善玉菌である常在菌ですが、増え過ぎると悪影響を与える悪玉菌になってしまいます。例えば、アクネ菌が増え過ぎると、皮脂を食べて分解されてできた遊離脂肪酸が増え、それがアレルギー物質となって頭皮に刺激を与え、激しいかゆみやしっしんが出たりします。また、真菌が増え過ぎると、新陳代謝が活発化して、フケが急増します。
頭皮にダニが棲んでいる!?
もうひとつの「ダニ」は、皮膚ダニ(デモデックス)、ニキビダニと呼ばれています。ヒトの身体では、皮脂腺が発達している顔面や頭皮の毛穴に生息しています。1つの毛穴に1~3匹程度いるとされます。一般的に頭髪は10万本ありますから、3匹いた場合、頭皮には30万匹も生息していることになります。皮膚ダニは余分な皮脂を食べ、頭皮を清潔に保つ働きがあります。しかし、皮膚ダニが増え過ぎると、悪玉菌と同様に頭皮に悪影響をもたらします。例えば、皮脂を食べすぎて乾燥頭皮になったり、毛根の栄養を吸い取りすぎて異常な脱毛を引き起こしたりします。また、ヒトの睡眠中に、皮膚表面に出て死んだり、排泄物を出したりし、それらがアレルギー源となり、頭皮に激しいかゆみをもたらすこともあります。
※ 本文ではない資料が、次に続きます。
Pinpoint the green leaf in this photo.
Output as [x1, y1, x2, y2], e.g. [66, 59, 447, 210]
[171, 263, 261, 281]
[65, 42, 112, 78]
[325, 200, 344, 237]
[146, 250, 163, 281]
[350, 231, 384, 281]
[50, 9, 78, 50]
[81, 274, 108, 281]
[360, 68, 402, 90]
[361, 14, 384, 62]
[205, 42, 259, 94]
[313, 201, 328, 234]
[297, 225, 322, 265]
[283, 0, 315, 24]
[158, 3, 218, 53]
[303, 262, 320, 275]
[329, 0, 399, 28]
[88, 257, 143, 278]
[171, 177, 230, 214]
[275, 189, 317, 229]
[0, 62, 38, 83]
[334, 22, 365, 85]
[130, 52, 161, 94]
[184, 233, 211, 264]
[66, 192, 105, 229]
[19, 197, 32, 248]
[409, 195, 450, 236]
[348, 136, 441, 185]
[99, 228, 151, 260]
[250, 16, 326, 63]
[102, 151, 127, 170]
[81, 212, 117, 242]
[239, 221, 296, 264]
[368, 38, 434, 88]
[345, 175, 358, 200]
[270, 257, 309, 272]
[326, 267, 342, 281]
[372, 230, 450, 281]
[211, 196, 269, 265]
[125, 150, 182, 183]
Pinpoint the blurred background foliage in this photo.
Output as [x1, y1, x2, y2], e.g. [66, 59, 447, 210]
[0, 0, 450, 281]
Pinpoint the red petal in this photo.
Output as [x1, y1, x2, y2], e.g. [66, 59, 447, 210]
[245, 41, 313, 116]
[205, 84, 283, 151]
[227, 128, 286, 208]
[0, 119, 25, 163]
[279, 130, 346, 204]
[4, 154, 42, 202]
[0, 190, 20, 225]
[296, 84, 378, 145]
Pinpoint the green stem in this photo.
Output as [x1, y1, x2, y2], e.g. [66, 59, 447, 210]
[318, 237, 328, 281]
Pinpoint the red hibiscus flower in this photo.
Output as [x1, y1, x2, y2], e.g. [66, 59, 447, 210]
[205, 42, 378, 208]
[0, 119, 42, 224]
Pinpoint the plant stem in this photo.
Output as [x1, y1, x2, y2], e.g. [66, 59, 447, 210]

頭皮がかゆくなる・フケが増える・しっしんが出る・赤くなるなどの症状が出たら、菌や皮膚ダニが増殖している可能性大。適切な頭皮ケアを行いましょう。
理想的な頭皮環境を保つためのケア
頭皮に、善玉菌や皮膚ダニが適度に存在する環境にするためには、次のようなケアを行いましょう。■頭皮を不潔にしない
シャンプーやトリートメントは、菌やダニのエサに! 頭皮に残らないよう、よくすすぎましょう
また、忙しい朝などにシャンプー剤を使うと、洗い流す時間が足りないことが多いため、シャンプーやトリートメントが頭皮に残ったままになってしまいます。それらは、皮脂と同様に菌や皮膚ダニのエサになります。頭皮についたシャンプーやトリートメントは、よく洗い流しましょう。1日の汚れを落とし、たっぷり時間がとれる夜にシャンプーする方が良いでしょう。
参考:正しいシャンプーの使い方
■食生活に気を付ける
脂っこい食事や高カロリーの食事は、皮脂の分泌が増えるといわれます。菌や皮膚ダニのエサである皮脂を増やさないためには、野菜を多く使った和食がおすすめです。
参考:身体の中から美髪になる!簡単「和」弁当レシピ
■免疫力を高める生活を送る
免疫力が低下すると、体内の菌が繁殖しやすい環境になります。免疫力低下の原因としては、老化のほかに、ストレスや睡眠不足、運動不足などが挙げられます。免疫力を高めるように、規則正しい生活を送ることができるように心がけましょう。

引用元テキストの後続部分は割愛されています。